Miles de migrantes cruzaron la frontera entre Marruecos y Ceuta en medio de una nueva crisis humanitaria

Organizaciones sociales y de izquierda piden que se dé una respuesta sin violar los DD. HH. La derecha le exige al gobierno del PSOE-Sumar que cierre todas las fronteras y deporte a los inmigrantes ilegales. Grupos fascistas buscan un choque en las calles al grito de “Viva España” y “Fuera invasores”.

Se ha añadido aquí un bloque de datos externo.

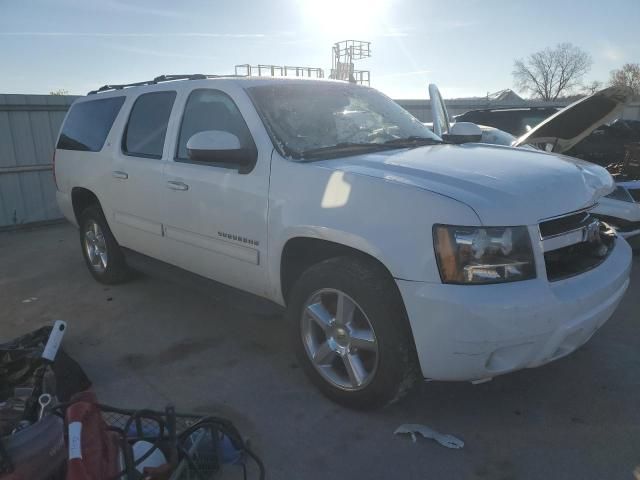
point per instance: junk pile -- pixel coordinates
(53, 428)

Miles de personas migrantes cruzaron en las últimas horas la frontera entre Marruecos y el enclave español de Ceuta, generando una nueva crisis humanitaria en una de las principales rutas de ingreso hacia Europa.

 

Entre quienes lograron llegar a territorio español se encuentran hombres, mujeres y menores de edad que intentan escapar de la pobreza, los conflictos y la falta de oportunidades en distintos países de África. Las autoridades españolas desplegaron un amplio operativo de la Guardia Civil y del Ejército para controlar la situación, mientras continúan las devoluciones de migrantes hacia territorio marroquí.

 

Ceuta, junto con Melilla, constituye una de las dos ciudades autónomas españolas ubicadas en el norte de África y desde hace décadas es escenario de recurrentes crisis migratorias. Su condición de frontera exterior de la Unión Europea la convierte en uno de los principales puntos de paso para quienes buscan llegar al continente europeo.

 

Organizaciones de derechos humanos advirtieron sobre el riesgo de nuevas violaciones a los derechos de las personas migrantes y reclamaron que la respuesta priorice la asistencia humanitaria por encima de la militarización de la frontera. También recordaron que los desplazamientos masivos son consecuencia de profundas desigualdades económicas, guerras, crisis climáticas y de las políticas de saqueo que históricamente afectaron a numerosos países africanos.

 

Por su parte, PP, Vox y otras organizaciones que incluso no se consideran de derecha piden que se cierren las fronteras y se deporte a los inmigrantes ilegales, sin hacer hincapié en qué hacen España y la Unión Europea con las tierras de África que mantienen bajo control. A su vez, grupos fascistas buscan un choque en las calles al grito de “Viva España” y “Fuera invasores”.

 

La nueva crisis vuelve a poner en evidencia las tensiones entre las políticas de control fronterizo impulsadas por la Unión Europea y el derecho de miles de personas a buscar protección y mejores condiciones de vida frente a las consecuencias de un sistema internacional profundamente desigual.